A consequente insegurança econômica dos trabalhadores, quando combinado com a migração, criou uma mistura tóxica. Muitos refugiados são vítimas de guerras e opressão, para os quais o Ocidente contribuiu. Oferecer ajuda é uma responsabilidade moral de todos, mas especialmente das antigas potências coloniais. Entretanto, enquanto muitos podem negar um aumento na oferta de trabalho pouco qualificado leva a rebaixamento do equilíbrio salarial – contanto que haja curvas de demanda normais de inclinação negativa. E, quando os salários não podem ou não são rebaixados, o desemprego aumenta. Esta é a maior preocupação nos países em que a má gestão já levou ao aumento do desemprego geral. A Europa, especialmente na Eurozona, tem sido pessimamente administrada nas décadas recentes, a ponto de o desemprego médio já estar no nível do dígito duplo.

Imigração livre dentro da Europa significa que países que realizaram um trabalho melhor reduzindo o desemprego terão uma quota maior de refugiados. Trabalhadores nesses países sofrerão o custo de salários deprimidos e maior desemprego, enquanto os empregadores se beneficiam dos baixos salários. O peso dos refugiados cai, sem qualquer surpresa, naqueles menos aptos a suportá-lo.

Naturalmente, há muita conversa sobre os benefícios líquidos da imigração. Para um país que oferece pouco grau de benefícios garantidos – proteção social, educação, saúde etc. – para todos os cidadãos, esse é o caso. Mas para países que não oferecem uma rede de proteção social decente, o oposto é verdadeiro.

O resultado da pressão para baixo nos salários e dos cortes nos serviços públicos têm eviscerado as classes médias, com consequências similares nos dois lados do Atlântico. As famílias das classes trabalhadoras e das classes médias não têm se beneficiado do crescimento econômico. Eles compreendem que os bancos causaram a crise de 2008. Mas, daí, eles vêm bilhões sendo destinados aos bancos e pouco para salvar suas casas e seus empregos. Com a renda mediana real (corrigida pela inflação) para um trabalhador masculino em tempo integral nos Estados Unidos menor que era há quatro décadas atrás, um eleitorado irritado não vem como surpresa.
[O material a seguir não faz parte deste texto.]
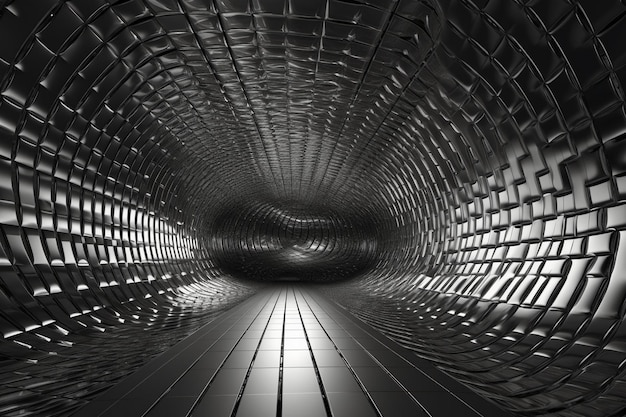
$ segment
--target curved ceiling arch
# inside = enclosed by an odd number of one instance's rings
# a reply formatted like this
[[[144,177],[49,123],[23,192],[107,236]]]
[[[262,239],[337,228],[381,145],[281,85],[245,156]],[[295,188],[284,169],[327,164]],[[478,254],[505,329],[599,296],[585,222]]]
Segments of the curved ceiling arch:
[[[509,410],[620,415],[625,8],[0,1],[2,364],[300,277]]]

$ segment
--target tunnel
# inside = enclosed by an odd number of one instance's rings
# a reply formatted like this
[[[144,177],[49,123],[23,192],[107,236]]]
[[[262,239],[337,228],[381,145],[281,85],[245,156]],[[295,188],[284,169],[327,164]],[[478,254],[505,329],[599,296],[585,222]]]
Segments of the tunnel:
[[[262,297],[496,417],[626,414],[625,1],[1,0],[0,39],[1,415],[103,404]]]

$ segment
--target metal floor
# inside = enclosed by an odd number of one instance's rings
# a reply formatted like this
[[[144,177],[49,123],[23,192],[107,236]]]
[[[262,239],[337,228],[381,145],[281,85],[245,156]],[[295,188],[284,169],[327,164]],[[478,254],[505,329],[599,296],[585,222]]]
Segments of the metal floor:
[[[269,288],[75,417],[503,417],[507,413],[325,299]]]

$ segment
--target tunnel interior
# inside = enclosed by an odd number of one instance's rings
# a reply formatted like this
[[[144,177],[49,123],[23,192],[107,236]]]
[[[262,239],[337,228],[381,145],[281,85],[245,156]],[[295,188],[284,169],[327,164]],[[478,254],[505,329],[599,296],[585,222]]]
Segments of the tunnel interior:
[[[0,1],[0,414],[297,280],[506,410],[623,415],[625,37],[616,0]]]
[[[373,266],[377,239],[371,220],[280,204],[284,208],[241,204],[216,216],[203,236],[222,273],[258,281],[332,282]]]

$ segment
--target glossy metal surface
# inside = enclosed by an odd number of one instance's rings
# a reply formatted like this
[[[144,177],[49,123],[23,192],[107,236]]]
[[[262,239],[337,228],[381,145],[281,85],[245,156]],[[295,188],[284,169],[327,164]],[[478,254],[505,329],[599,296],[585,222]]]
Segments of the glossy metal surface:
[[[1,1],[0,411],[74,409],[110,384],[85,364],[135,356],[123,335],[319,279],[503,407],[623,414],[625,19]]]
[[[257,292],[72,417],[120,415],[509,416],[292,283]]]

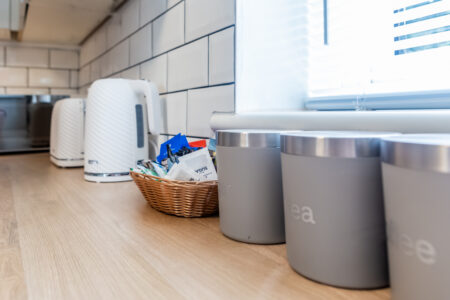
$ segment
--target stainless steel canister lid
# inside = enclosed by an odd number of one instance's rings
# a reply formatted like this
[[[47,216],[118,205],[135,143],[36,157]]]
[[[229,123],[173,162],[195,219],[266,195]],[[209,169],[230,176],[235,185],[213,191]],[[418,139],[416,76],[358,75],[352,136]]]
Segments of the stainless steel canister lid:
[[[381,159],[403,168],[450,173],[450,134],[405,134],[384,138]]]
[[[369,131],[303,131],[283,133],[281,152],[313,157],[378,157],[380,139],[398,133]]]
[[[240,148],[279,148],[280,133],[277,130],[235,129],[218,130],[217,146]]]

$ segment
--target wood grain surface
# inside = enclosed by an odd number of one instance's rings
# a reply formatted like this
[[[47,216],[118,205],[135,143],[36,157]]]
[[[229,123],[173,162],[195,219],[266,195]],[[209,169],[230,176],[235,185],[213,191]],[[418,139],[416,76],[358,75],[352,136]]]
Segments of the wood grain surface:
[[[0,299],[26,299],[9,167],[0,163]]]
[[[0,156],[0,299],[389,299],[294,272],[284,245],[224,237],[218,217],[151,209],[133,182],[90,183],[48,154]]]

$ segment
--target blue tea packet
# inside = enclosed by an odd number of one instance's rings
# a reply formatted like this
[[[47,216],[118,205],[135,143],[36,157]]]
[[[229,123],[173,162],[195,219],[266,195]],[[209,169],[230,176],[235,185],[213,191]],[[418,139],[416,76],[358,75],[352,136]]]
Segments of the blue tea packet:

Ademais, políticos que prometem mudanças não entregam o que se aguardou. Os cidadãos comuns sabem que o sistema era injusto, mas eles passaram a vê-lo como ainda mais forte que pensavam, perdendo a pouca confiança que tinham na capacidade dos políticos do “establishment” de corrigi-lo. Isso também é compreensível: os novos políticos participaram da visão daqueles que prometeram que a globalização iria beneficiar a todos.

Mas votar com raiva não resolve os problemas e pode vir a trazer uma situação econômica e política ainda pior. O mesmo é verdade ao responder com um voto “na raiva”. Deixar que o passado seja passado é um princípio básico na economia. Nos dois lados do Canal da Mancha, a política poderia estar sendo usada para entender como, numa democracia, o “establishment” político pode ter feito tão pouco para atender as preocupações de tantos cidadãos. Todo governo na União Europeia precisa, agora, considerar a melhoria do bem estar dos cidadãos comuns como seu primeiro objetivo. Mais ideologia neoliberal não ajudará. E devemos parar de confundir meios e fins. Por exemplo, livre comércio, se bem administrado, poderia trazer mais prosperidade compartilhada, mas se não o for, poderá rebaixar o padrão de vida de muitos – possivelmente a maioria – dos cidadãos. Há alternativas para os atuais mecanismos que gerariam maior distribuição da prosperidade, assim como há alternativas que poderiam provocar ainda maior dano, como a proposta do Presidente norte-americano Barack Obama do Acordo de Investimento e Comércio Transatlântico (TPP). O desafio hoje é aprender com o passado para que se abrace a primeira e se evite a segunda.